Handing out grades for the 11 in-house free agent signings the Cowboys have made so far this offseason
11. Dalton Schultz, TE
Contract: Franchise tag worth $10.9 million
The future of tight end Dalton Schultz was very up in the air for the month of February. The former backup had a breakout season in 2021 becoming a consistent target for quarterback Dak Prescott while TE Blake Jarwin yet again sat out most of the year with a hip injury. Last year, Schultz became only the second tight end in Cowboys history (Jason Witten) to have over 70 receptions (78) and over 800 yards (808) in a single season.
Because of his impressive performance, the front office knew that Schultz had outplayed his small contract. Initially, several reports said that the Cowboys would not want to use their franchise tag on Schultz due to serious salary cap issues. However, when news broke that Jarwin would likely not be ready to play for the start of the 2022 season, the narrative quickly changed. The front office was left with little-to-no choice but to keep Schultz around if they wanted a tight end who could start in September.

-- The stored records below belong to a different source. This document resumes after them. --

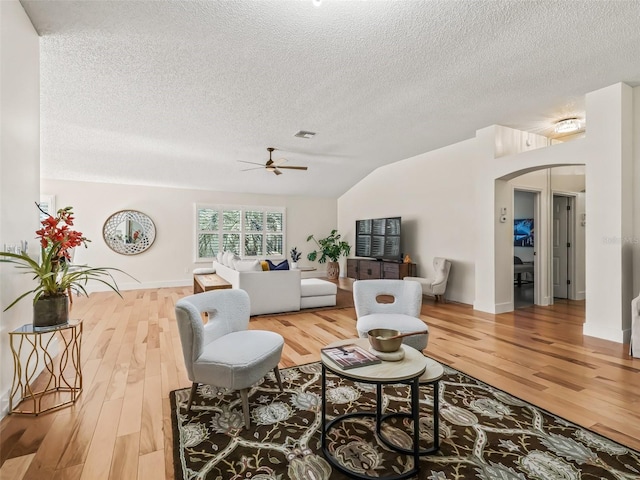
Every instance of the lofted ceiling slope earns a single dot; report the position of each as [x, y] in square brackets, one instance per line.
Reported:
[177, 93]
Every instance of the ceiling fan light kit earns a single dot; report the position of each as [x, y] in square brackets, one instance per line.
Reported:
[273, 166]
[567, 125]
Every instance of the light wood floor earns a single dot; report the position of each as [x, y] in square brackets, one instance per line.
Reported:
[120, 427]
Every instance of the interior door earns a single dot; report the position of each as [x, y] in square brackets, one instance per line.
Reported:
[561, 245]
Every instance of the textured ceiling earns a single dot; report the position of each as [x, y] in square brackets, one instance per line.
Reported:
[176, 93]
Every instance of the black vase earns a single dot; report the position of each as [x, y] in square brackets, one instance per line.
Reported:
[51, 311]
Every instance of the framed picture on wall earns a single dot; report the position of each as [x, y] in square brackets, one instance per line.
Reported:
[523, 232]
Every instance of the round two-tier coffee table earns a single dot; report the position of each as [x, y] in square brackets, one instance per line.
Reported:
[414, 369]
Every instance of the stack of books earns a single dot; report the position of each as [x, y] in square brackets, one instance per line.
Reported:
[350, 356]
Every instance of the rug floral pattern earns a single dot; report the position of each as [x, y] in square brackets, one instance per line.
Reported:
[485, 434]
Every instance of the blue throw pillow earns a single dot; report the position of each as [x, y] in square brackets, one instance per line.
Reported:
[284, 265]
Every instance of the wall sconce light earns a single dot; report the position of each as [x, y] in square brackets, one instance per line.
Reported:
[568, 125]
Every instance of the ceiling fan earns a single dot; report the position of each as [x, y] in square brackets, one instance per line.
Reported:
[273, 165]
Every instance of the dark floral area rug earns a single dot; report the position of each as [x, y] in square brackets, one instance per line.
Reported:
[485, 433]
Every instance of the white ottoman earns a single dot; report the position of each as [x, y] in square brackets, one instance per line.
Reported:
[315, 293]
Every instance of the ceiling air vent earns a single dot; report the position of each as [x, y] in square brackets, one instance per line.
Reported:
[305, 134]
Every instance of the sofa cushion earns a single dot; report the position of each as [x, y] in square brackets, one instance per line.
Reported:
[247, 266]
[284, 265]
[313, 287]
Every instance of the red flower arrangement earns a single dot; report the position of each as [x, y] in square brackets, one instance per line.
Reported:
[60, 237]
[53, 272]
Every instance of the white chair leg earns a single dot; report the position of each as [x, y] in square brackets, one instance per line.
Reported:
[194, 388]
[244, 393]
[276, 372]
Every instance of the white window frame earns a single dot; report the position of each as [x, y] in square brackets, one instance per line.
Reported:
[243, 229]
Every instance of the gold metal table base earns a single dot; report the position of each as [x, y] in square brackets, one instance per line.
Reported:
[43, 382]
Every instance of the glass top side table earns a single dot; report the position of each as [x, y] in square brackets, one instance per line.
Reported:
[44, 379]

On Tuesday, March 8, the Cowboys officially placed the franchise tag on Schultz, and Jarwin was cut just three days later. We gave this signing a B+ because the Cowboys clearly need Schultz. Getting him back will be huge for Prescott and will secure a starting tight end for the start of 2022. However, the huge salary cap hit is not ideal. In this particular situation, though, it really felt like there was no other choice.
10. Jayron Kearse, S
Contract: Two-year extension worth $10 million
Jayron Kearse is a perfect example of what every player attempts to do when they sign a one-year, prove-it deal. When Kearse originally signed with the Cowboys ahead of 2021, there was little-to-no buzz about him. He was a typical Jerry Jones bargain bin signing. However, after five years in the NFL, Kearse had his best year yet in Dallas. He started in 15 games and had two interceptions, nine tackles for loss, six QB hits, and 101 tackles.
Dallas stayed dangerously quiet for a while with Kearse. Many were worried that the team wouldn’t be willing to pay the safety what he earned himself for the next year. Thankfully, on Monday, March 21, the team announced they would be re-signing the safety to an extension. The deal is worth up to $11 million and essentially quadruples what he made in 2021.
This move gets an A for a couple of reasons. To start, Kearse deserves to stay. He will be a starter and he isn’t just a random depth choice. Additionally, while it was much more than what he was paid in 2021, the deal is still pretty inexpensive. Lastly, safety has long been a position of struggle for the Cowboys. If the team was not going to make a go at Tyrann Mathieu, they certainly needed to keep a high-level safety around. This was one of the only good moves from Dallas so far.